Le origini dei virus non sono ancora chiare, mentre loro compito è quello di replicarsi.

Tutte le forme di vita possono essere infettate dai virus, dall’uomo agli animali, alle piante, ai microrganismi (come i batteri e anche altri virus).

I virus sono “microrganismi intracellulari”, cioè capaci di moltiplicarsi solo all’interno delle cellule che hanno infettato, mentre all’esterno delle cellule, nell’aria ambiente e su ogni tipo di superficie, riescono a sopravvivere per poche ore o giorni, senza potersi replicare.

All’uomo possono arrivare attraverso le vie respiratorie o per ingestione, con la puntura di insetti (zanzare, zecche, ecc), i rapporti sessuali e le trasfusioni di sangue contaminato.

I virus sono formati da una parte centrale, il “genoma virale”, e da un involucro esterno di proteine, il “capside”.

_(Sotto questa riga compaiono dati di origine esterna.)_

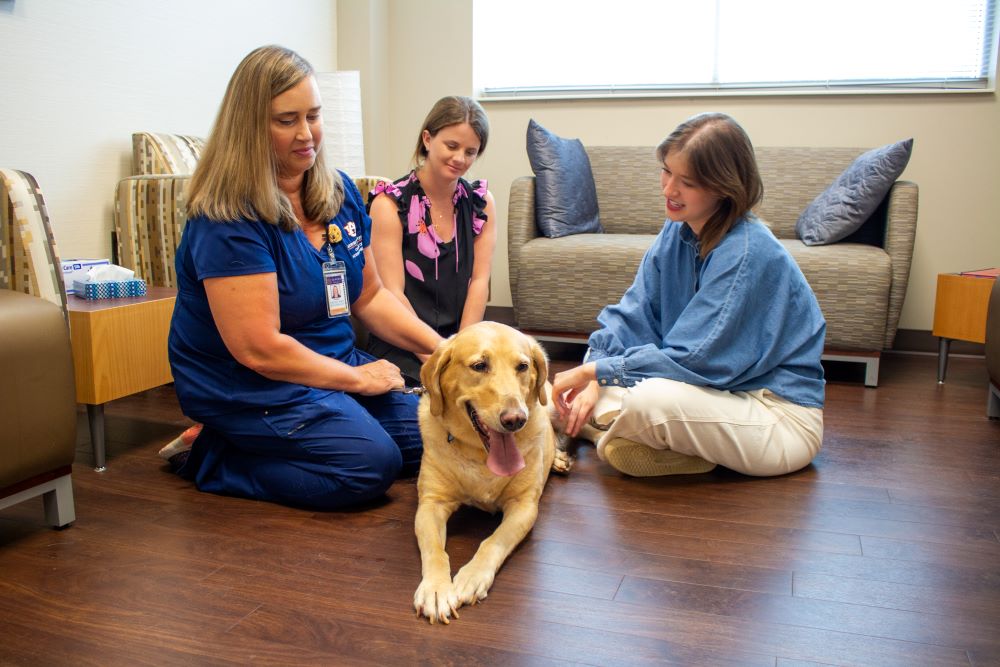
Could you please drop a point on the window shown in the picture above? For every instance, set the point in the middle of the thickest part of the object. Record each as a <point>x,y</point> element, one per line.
<point>581,48</point>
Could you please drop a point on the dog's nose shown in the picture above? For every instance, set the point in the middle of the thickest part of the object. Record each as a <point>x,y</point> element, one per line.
<point>513,420</point>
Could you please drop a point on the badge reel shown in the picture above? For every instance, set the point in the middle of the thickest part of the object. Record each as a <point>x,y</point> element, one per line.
<point>338,302</point>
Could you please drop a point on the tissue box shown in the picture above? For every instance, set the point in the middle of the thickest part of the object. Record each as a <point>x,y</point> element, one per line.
<point>110,289</point>
<point>76,270</point>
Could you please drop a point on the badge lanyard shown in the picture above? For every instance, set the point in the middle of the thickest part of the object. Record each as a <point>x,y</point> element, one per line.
<point>338,303</point>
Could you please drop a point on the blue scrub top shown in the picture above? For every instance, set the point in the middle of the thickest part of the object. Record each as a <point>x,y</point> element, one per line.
<point>208,380</point>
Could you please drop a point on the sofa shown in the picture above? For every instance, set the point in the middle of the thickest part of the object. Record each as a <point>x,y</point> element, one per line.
<point>150,212</point>
<point>559,285</point>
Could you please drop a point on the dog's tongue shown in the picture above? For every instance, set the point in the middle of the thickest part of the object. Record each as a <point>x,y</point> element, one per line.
<point>504,458</point>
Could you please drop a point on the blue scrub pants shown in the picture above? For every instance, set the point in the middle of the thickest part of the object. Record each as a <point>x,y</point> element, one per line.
<point>340,451</point>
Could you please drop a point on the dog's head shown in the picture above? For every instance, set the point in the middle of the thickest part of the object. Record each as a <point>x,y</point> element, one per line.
<point>484,380</point>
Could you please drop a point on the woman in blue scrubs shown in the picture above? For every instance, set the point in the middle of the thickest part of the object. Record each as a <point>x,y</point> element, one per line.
<point>273,263</point>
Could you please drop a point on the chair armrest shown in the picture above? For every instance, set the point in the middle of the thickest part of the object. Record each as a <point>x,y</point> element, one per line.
<point>38,394</point>
<point>521,228</point>
<point>149,216</point>
<point>900,231</point>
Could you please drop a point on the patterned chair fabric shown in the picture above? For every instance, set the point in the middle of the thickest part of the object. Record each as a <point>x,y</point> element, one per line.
<point>158,153</point>
<point>860,287</point>
<point>150,207</point>
<point>29,261</point>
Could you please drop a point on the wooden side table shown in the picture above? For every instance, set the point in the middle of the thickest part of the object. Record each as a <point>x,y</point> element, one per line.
<point>959,312</point>
<point>119,349</point>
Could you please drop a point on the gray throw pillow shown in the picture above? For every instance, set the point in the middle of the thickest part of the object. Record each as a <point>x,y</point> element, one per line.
<point>849,201</point>
<point>565,195</point>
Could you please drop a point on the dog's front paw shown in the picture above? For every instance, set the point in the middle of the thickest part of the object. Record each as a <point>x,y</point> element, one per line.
<point>562,463</point>
<point>472,583</point>
<point>436,600</point>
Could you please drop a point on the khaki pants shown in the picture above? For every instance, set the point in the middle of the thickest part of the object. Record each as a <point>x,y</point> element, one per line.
<point>755,432</point>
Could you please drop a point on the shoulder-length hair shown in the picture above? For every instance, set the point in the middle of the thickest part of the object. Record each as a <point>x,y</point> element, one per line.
<point>721,159</point>
<point>449,111</point>
<point>237,175</point>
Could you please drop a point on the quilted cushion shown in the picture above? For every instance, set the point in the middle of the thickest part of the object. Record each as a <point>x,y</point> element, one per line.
<point>565,195</point>
<point>849,201</point>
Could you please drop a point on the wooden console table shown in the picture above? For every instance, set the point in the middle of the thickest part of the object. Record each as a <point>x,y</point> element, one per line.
<point>959,312</point>
<point>119,349</point>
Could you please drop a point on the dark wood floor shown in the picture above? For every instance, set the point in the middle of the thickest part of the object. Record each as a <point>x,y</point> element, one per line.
<point>884,552</point>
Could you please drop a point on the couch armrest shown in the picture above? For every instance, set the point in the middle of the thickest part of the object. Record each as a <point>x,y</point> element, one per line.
<point>521,228</point>
<point>900,231</point>
<point>149,217</point>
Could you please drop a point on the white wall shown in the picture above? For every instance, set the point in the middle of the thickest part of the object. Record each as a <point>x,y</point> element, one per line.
<point>78,78</point>
<point>955,155</point>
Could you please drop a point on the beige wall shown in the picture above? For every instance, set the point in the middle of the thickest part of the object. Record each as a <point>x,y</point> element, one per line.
<point>78,78</point>
<point>425,52</point>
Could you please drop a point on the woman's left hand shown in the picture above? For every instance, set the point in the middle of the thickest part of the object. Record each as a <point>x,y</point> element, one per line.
<point>575,394</point>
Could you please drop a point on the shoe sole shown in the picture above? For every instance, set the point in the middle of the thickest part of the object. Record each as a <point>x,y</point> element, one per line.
<point>639,460</point>
<point>181,443</point>
<point>172,448</point>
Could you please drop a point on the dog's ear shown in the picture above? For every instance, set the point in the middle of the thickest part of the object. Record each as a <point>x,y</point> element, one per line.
<point>541,364</point>
<point>430,375</point>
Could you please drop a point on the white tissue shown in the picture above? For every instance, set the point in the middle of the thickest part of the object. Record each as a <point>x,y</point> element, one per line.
<point>106,272</point>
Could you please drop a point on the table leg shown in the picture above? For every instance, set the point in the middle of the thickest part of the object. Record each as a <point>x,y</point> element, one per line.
<point>943,345</point>
<point>95,416</point>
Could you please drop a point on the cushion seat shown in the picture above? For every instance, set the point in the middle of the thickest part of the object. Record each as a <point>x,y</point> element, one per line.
<point>578,272</point>
<point>856,303</point>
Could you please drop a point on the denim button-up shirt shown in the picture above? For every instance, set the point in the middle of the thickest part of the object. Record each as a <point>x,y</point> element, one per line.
<point>743,318</point>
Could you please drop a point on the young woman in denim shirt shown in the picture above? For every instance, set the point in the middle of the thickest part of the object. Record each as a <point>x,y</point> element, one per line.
<point>712,356</point>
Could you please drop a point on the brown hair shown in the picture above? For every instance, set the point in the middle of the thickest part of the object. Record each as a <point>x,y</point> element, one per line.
<point>237,175</point>
<point>721,159</point>
<point>448,111</point>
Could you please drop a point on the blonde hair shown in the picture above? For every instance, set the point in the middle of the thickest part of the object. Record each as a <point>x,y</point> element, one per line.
<point>721,159</point>
<point>449,111</point>
<point>237,175</point>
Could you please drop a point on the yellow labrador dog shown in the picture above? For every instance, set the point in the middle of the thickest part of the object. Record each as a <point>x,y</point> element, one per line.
<point>489,443</point>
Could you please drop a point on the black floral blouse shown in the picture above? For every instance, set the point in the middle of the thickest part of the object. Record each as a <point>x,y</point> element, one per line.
<point>437,274</point>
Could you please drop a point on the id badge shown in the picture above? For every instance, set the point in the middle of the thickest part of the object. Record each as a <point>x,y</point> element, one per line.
<point>335,281</point>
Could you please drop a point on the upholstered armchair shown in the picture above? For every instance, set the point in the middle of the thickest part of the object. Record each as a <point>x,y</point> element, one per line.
<point>150,211</point>
<point>993,351</point>
<point>38,395</point>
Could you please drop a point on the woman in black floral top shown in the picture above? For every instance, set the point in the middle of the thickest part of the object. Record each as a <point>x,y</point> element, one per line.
<point>433,232</point>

Il genoma virale contiene materiale genetico, rappresentato dall’acido nucleico RNA oppure DNA, costituito da migliaia di geni che contengono tutte le informazioni necessarie affinché il virus possa sopravvivere e riprodursi con il necessario supporto di molecole e strutture delle cellule infettate; questo è il motivo per cui i virus non sono in grado di replicarsi al di fuori delle cellule. 

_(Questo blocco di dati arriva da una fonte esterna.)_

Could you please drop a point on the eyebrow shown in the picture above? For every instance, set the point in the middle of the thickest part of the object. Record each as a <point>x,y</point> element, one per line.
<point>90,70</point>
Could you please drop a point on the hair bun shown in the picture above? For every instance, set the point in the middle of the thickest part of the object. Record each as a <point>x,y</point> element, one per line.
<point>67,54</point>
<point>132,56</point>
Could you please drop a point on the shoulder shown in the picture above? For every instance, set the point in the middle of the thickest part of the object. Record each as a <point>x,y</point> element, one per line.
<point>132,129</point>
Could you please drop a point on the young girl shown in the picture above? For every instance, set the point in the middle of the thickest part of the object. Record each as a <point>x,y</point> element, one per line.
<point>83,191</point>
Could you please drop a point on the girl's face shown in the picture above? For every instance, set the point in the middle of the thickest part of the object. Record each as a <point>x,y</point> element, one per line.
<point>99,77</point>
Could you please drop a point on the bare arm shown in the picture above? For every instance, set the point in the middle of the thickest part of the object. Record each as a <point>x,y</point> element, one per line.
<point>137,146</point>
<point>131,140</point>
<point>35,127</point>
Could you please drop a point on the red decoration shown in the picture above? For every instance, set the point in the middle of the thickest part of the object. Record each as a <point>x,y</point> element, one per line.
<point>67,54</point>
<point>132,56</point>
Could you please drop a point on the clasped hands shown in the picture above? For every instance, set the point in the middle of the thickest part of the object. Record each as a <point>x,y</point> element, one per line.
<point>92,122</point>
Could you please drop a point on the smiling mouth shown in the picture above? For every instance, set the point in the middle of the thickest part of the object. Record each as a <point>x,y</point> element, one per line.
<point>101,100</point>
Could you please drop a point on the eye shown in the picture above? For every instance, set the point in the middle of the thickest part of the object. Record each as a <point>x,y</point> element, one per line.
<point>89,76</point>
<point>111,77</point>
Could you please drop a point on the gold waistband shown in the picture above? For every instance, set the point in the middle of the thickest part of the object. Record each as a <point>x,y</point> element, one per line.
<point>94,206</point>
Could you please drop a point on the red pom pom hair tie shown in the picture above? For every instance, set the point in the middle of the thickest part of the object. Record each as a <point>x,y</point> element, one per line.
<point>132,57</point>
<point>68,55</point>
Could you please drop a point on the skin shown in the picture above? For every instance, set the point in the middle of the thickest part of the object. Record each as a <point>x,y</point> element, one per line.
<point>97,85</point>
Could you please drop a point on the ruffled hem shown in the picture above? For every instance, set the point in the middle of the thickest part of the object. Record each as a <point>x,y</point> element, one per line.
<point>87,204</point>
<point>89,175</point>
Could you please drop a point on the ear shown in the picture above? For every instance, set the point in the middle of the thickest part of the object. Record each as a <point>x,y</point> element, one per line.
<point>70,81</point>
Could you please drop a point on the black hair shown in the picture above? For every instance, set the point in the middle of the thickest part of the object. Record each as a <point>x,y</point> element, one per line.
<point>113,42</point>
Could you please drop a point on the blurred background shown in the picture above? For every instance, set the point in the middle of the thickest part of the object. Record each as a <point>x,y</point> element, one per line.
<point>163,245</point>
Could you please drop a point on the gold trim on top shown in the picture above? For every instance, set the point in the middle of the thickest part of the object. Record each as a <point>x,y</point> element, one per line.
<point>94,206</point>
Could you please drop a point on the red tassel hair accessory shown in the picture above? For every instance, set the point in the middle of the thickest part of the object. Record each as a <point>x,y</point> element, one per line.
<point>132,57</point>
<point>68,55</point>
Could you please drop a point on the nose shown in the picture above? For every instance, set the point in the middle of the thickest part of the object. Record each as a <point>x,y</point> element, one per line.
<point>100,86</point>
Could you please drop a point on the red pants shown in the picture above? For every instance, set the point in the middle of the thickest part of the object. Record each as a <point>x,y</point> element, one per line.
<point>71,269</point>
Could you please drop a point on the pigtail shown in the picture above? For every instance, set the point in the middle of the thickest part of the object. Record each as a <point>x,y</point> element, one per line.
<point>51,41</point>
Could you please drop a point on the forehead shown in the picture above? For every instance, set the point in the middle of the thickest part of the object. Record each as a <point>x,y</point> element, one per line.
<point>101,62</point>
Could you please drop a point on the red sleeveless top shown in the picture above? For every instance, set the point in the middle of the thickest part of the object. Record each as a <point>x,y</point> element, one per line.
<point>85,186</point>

A seconda che il genoma del virus sia costituito da RNA oppure da DNA, entrambi necessari per la loro replicazione, si distinguono “virus a RNA” e “virus a DNA”.

La gran parte dei virus è a RNA, più instabili di quelli a DNA, nel senso che, durante la replicazione, sono più soggetti a modificare le caratteristiche del loro genoma e la struttura delle proteine del capside (mutazione).

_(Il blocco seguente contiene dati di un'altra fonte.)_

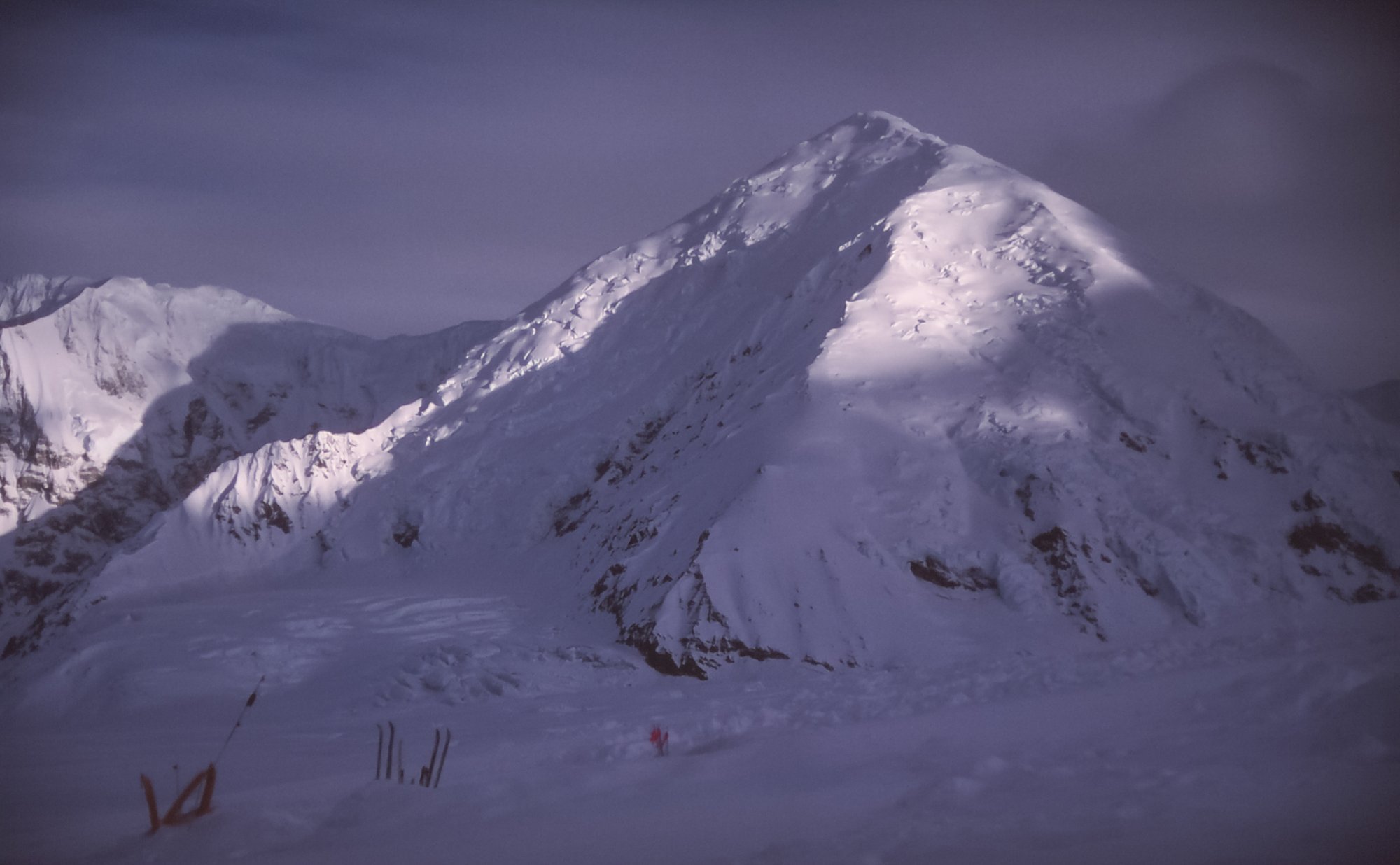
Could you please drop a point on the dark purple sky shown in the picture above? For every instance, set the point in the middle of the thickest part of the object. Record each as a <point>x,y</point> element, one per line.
<point>398,167</point>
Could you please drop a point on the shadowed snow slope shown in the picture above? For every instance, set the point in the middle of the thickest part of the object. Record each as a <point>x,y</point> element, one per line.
<point>884,397</point>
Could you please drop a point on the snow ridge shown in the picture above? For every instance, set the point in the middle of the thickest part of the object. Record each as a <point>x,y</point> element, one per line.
<point>880,398</point>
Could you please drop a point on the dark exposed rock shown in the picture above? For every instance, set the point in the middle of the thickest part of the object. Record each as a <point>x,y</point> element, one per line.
<point>936,572</point>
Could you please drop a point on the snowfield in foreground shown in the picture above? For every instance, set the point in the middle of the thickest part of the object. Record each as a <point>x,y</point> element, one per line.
<point>929,520</point>
<point>1258,743</point>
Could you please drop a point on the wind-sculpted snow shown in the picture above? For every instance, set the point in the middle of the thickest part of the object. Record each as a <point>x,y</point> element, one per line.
<point>876,401</point>
<point>120,398</point>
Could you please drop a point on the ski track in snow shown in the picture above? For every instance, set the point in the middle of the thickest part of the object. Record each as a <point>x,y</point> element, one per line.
<point>1052,559</point>
<point>1258,744</point>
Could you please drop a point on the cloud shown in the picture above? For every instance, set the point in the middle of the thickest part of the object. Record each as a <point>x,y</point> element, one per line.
<point>1248,180</point>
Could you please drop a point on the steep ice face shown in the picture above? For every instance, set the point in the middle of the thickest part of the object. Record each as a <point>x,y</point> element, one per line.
<point>118,398</point>
<point>884,397</point>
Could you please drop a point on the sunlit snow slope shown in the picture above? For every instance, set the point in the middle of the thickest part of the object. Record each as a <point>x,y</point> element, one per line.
<point>118,400</point>
<point>880,398</point>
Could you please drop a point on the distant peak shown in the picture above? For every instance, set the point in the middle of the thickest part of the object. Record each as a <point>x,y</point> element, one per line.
<point>880,124</point>
<point>33,296</point>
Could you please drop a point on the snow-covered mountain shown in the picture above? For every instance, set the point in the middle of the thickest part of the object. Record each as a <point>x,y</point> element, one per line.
<point>874,400</point>
<point>120,398</point>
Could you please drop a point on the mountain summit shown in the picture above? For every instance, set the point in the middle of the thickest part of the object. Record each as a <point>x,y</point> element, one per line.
<point>883,397</point>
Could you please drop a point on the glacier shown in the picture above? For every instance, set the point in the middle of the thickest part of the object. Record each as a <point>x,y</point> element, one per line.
<point>930,519</point>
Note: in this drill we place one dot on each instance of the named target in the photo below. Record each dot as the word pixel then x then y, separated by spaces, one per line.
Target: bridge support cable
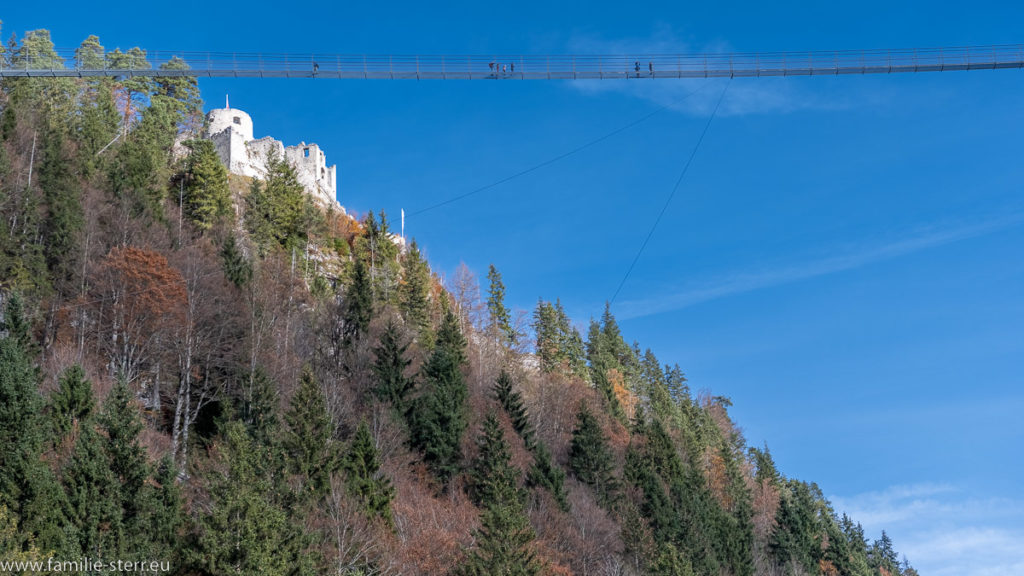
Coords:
pixel 672 195
pixel 534 67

Tra i virus a RNA rientra la famiglia dei Coronavirus SARS-CoV-2, responsabile della malattia COVID-19.

Durante la loro replicazione all’interno delle cellule che infettano, a seguito di possibili mutazioni (variazioni del genoma e delle proteine del capside), alcuni virus possono fare un salto di specie, come il SARS-CoV-2, che sviluppatosi inizialmente negli animali si è poi trasferito all’uomo, quando l’animale infetto è venuto a contatto con un individuo suscettibile all’infezione.

Le proteine del capside virale possiedono due proprietà fondamentali:

a) rappresentare la maggiore sorgente antigenica dei virus; l’organismo per combattere un patogeno proveniente dall’esterno deve prima di tutto riconoscerlo e lo fa identificando suoi costituenti o parti, definite “antigeni”. Gli antigeni di elezione per i virus sono le proteine del capside, che, percepite come estranee e potenzialmente pericolose, attivano la risposta di difesa immunitaria;

b) l’essere indispensabili per avviare l’infezione virale.  Difatti, i virus utilizzano le proteine del capside per riconoscere e ancorarsi a recettori specifici e “corrispondenti” posti sulla superficie della cellula bersaglio; solo dopo tale interazione virus/cellula, il virus può penetrare nella cellula avviando il processo di replicazione.  Per questo motivo i virus non sono capaci di infettare tutte le cellule, ma solo un particolare tipo (ad es. i virus del raffreddore infettano solo le cellule delle vie aeree superiori); alcuni infettano solo l’uomo, altri invece sono specifici per piante e animali, perché, grazie al capside, riconoscono e “agganciano” esclusivamente specifici recettori a loro complementari, posti sulla superficie esterna di un tipo di cellula e non di altre, che ne permettono l’entrata e quindi l’infezione.

E’ così che molecole capaci di impedire l’interazione tra le proteine del capside virale e i recettori della cellula sono potenzialmente in grado di prevenire l’infezione; con questo meccanismo agiscono alcuni farmaci e i vaccini contro la malattia COVID-19. 

Come già detto, durante la replicazione, i virus spesso modificano il loro genoma e le proteine del capside, generando virus diversi rispetto alla forma originale. Tale fenomeno, definito “mutazione”, porta alla comparsa di “varianti del virus”. È scontato che più il virus circola e si replica, maggiori sono le possibilità di mutazioni e l’arrivo di varianti, come sta oggi verificandosi con la malattia COVID-19.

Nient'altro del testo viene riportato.